Recent large-scale cancer genome sequencing studies have uncovered epigenetic regulators as a new major
class of cancer genes. SETD2 is one such example. SETD2 encodes a non-redundant H3K36
trimethyltransferase and is frequently mutated in a wide variety of human cancers. Based on TCGA datasets,
SETD2 is mutated in 13% of clear cell renal cell carcinoma (ccRCC), 8.9% of uterine corpus endometrial
carcinoma, 8.7% of lung adenocarcinoma, 6.9% of bladder urothelial carcinoma, 5.5% of stomach
adenocarcinoma, 5.4% of colorectal adenocarcinoma, 5.2% of melanoma, 4.6 % of hepatocellular carcinoma,
etc. The majority of SETD2 mutations identified in ccRCC and lung adenocarcinoma are truncating mutations
located upstream of the SRI domain that mediates the interaction of SETD2 with RNA polymerase II. Notably,
chromosome 3p where SETD2 resides is commonly deleted in both ccRCC and lung adenocarcinoma.
Altogether, these cancer genomics data strongly support a tumor suppressor role of SETD2. However, the
tumor suppressor function of SETD2 has not been fully established and how SETD2 loss-of-function promotes
tumorigenesis remains unclear.

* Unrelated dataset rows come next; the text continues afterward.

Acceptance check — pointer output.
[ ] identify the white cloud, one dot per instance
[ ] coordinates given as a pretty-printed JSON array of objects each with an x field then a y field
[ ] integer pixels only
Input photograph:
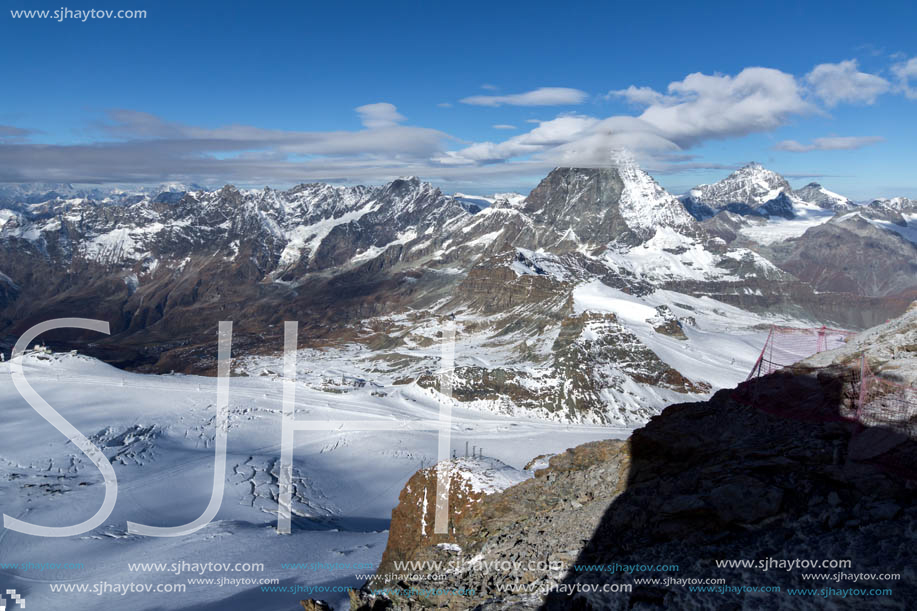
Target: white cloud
[
  {"x": 641, "y": 96},
  {"x": 843, "y": 82},
  {"x": 381, "y": 114},
  {"x": 906, "y": 71},
  {"x": 548, "y": 134},
  {"x": 696, "y": 109},
  {"x": 543, "y": 96},
  {"x": 832, "y": 143},
  {"x": 704, "y": 107}
]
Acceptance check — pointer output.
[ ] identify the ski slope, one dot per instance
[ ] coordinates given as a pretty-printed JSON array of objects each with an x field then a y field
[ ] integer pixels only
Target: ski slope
[{"x": 158, "y": 432}]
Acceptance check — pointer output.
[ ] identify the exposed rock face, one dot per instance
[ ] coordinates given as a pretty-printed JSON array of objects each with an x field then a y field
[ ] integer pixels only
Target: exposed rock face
[
  {"x": 703, "y": 481},
  {"x": 593, "y": 356},
  {"x": 851, "y": 255},
  {"x": 470, "y": 480},
  {"x": 817, "y": 194}
]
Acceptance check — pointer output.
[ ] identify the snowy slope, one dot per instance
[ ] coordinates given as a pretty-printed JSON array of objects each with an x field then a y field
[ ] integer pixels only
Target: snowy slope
[{"x": 158, "y": 433}]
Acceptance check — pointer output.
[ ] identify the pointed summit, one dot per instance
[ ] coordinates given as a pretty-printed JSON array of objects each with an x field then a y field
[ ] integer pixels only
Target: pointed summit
[
  {"x": 602, "y": 205},
  {"x": 752, "y": 189}
]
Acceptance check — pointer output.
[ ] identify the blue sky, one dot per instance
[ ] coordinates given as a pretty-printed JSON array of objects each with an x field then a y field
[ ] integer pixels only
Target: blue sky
[{"x": 279, "y": 93}]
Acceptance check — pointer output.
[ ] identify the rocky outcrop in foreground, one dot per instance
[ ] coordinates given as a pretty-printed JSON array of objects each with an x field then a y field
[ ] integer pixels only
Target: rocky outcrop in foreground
[{"x": 702, "y": 482}]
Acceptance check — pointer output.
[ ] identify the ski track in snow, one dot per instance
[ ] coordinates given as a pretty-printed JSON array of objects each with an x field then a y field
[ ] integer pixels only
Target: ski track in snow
[{"x": 161, "y": 427}]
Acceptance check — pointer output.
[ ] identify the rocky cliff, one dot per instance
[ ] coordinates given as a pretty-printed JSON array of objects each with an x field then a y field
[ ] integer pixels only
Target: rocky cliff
[{"x": 701, "y": 483}]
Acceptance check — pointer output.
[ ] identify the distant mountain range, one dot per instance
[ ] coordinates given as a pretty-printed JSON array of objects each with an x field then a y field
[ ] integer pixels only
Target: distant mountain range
[{"x": 377, "y": 266}]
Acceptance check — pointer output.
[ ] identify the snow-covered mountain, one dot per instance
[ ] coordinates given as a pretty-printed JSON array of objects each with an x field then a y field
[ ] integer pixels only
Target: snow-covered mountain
[
  {"x": 578, "y": 301},
  {"x": 752, "y": 189},
  {"x": 816, "y": 194}
]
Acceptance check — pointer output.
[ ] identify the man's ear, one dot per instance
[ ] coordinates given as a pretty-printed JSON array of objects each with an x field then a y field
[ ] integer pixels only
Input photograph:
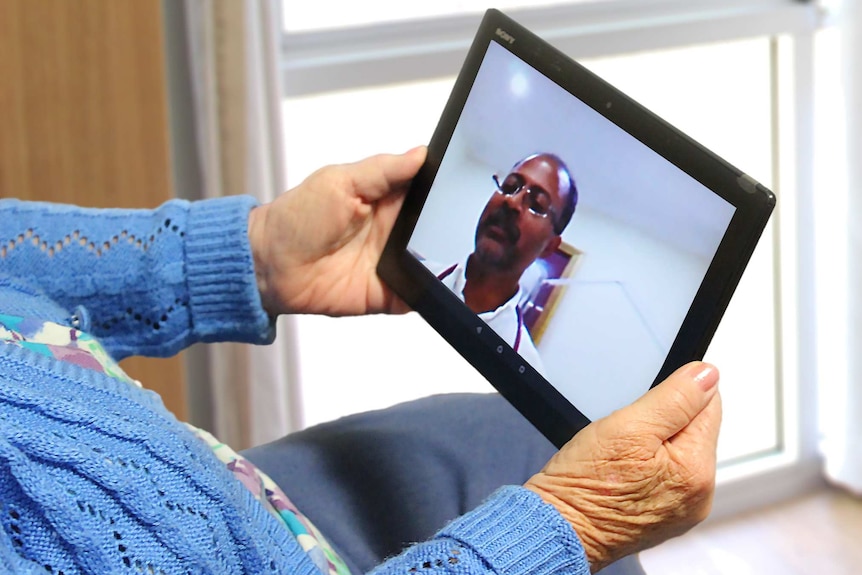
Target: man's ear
[{"x": 551, "y": 246}]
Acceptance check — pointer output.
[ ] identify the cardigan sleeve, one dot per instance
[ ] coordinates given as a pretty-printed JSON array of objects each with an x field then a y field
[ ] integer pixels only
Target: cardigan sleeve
[
  {"x": 513, "y": 533},
  {"x": 146, "y": 282}
]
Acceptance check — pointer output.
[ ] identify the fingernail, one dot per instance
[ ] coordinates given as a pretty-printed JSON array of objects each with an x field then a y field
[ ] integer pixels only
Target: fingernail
[{"x": 707, "y": 377}]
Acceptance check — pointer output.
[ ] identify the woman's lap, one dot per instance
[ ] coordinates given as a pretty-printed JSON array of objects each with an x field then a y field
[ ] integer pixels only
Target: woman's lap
[{"x": 375, "y": 482}]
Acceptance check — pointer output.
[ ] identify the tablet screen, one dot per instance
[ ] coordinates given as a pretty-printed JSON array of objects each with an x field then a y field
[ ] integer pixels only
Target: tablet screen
[
  {"x": 571, "y": 245},
  {"x": 629, "y": 261}
]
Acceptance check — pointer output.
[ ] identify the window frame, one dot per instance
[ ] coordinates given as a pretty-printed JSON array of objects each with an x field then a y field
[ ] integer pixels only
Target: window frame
[{"x": 322, "y": 61}]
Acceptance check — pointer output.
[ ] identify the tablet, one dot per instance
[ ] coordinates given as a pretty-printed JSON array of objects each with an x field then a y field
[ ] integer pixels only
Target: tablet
[{"x": 571, "y": 245}]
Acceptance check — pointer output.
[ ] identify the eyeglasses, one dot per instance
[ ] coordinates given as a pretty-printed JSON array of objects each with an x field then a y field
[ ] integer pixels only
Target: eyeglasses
[{"x": 538, "y": 200}]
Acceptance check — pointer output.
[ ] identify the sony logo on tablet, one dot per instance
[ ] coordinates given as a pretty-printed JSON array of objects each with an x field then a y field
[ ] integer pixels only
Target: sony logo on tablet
[{"x": 505, "y": 36}]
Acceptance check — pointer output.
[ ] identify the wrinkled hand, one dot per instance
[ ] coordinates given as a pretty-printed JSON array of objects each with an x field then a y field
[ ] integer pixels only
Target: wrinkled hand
[
  {"x": 316, "y": 247},
  {"x": 642, "y": 475}
]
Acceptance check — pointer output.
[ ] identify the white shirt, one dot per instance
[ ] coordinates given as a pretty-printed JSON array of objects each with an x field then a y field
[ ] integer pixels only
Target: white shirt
[{"x": 506, "y": 320}]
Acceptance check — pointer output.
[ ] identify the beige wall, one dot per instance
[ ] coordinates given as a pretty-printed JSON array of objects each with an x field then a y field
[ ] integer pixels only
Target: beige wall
[{"x": 83, "y": 118}]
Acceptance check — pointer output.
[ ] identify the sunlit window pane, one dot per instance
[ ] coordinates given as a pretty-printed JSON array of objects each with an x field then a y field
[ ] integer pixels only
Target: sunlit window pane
[{"x": 327, "y": 14}]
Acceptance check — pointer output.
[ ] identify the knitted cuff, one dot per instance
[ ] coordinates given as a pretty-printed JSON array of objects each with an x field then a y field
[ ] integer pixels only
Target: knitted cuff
[
  {"x": 516, "y": 532},
  {"x": 223, "y": 296}
]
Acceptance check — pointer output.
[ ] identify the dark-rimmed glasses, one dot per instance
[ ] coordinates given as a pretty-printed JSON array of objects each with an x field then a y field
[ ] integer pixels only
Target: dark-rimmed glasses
[{"x": 538, "y": 200}]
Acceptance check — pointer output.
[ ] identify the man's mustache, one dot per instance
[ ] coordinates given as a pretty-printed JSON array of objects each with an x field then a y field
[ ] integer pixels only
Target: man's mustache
[{"x": 506, "y": 220}]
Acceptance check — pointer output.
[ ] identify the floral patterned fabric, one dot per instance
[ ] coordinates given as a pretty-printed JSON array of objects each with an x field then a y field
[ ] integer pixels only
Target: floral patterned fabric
[{"x": 70, "y": 345}]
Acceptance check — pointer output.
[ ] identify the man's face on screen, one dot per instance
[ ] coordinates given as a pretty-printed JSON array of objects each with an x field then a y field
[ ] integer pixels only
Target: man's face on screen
[{"x": 517, "y": 224}]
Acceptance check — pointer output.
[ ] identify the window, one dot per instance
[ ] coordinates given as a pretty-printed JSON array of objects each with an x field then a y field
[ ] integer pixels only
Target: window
[{"x": 734, "y": 75}]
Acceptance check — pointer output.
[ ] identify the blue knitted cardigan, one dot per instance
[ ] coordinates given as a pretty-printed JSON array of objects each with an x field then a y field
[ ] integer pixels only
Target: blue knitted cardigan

Herein, we have generated conditional Setd2 knockout mice to address the
tumor suppressor function/mechanisms of SETD2 in kidney cancer. Notably, SETD2 mutations often co-occur
with other well-established driver mutations, such as VHL and PBRM1 in ccRCC, MLL-fusions in acute
leukemia, and mutations activating the RTK/RAS/RAF pathway in lung adenocarcinomas, suggesting that
SETD2 loss probably cooperates with these driver mutations to promote tumorigenesis. Among cancers in
which SETD2 mutations have been reported, ccRCC shows the highest mutation rate. Although ccRCC has
long been recognized as a VHL loss-driven disease in which VHL is mutated or silenced in up to 80-90% of
ccRCC, deletion of Vhl alone is insufficient to induce kidney cancer in mice, indicating that additional genetic
event(s) is required to cooperate with VHL loss for kidney tumorigenesis. Here, we hypothesize that VHL loss
and SETD2 loss will cooperate to promote ccRCC development, which will be interrogated using genetically
engineered mouse models. Furthermore, our genomic studies indicate that SETD2 mutations are associated
with ccRCC progression and metastasis. We plan to establish patient-derived preclinical models of metastatic
SETD2 mutant ccRCC to investigate the role of SETD2 loss in promoting tumor metastasis. Our goals are to
establish physiological preclinical models of ccRCC based on human cancer genomics, to provide mechanistic
understanding of how dysregulated epigenetics conferred by SETD2 loss promotes tumor initiation and
metastasis, and to discover novel therapeutic vulnerabilities associated with loss of SETD2.

## Key facts

- **NIH application ID:** 10142379
- **Project number:** 5R01CA223231-04
- **Recipient organization:** SLOAN-KETTERING INST CAN RESEARCH
- **Principal Investigator:** EMILY H CHENG
- **Activity code:** R01 (R01, R21, SBIR, etc.)
- **Funding institute:** NIH
- **Fiscal year:** 2021
- **Award amount:** $542,407
- **Award type:** 5
- **Project period:** 2018-05-07 → 2023-04-30

## Primary source

NIH RePORTER: https://reporter.nih.gov/project-details/10142379

## Citation

> US National Institutes of Health, RePORTER application 10142379, Genetic Loss-of-Function Studies of SETD2 in Kidney Tumorigenesis (5R01CA223231-04). Retrieved via AI Analytics 2026-05-23 from https://api.ai-analytics.org/grant/nih/10142379. Licensed CC0.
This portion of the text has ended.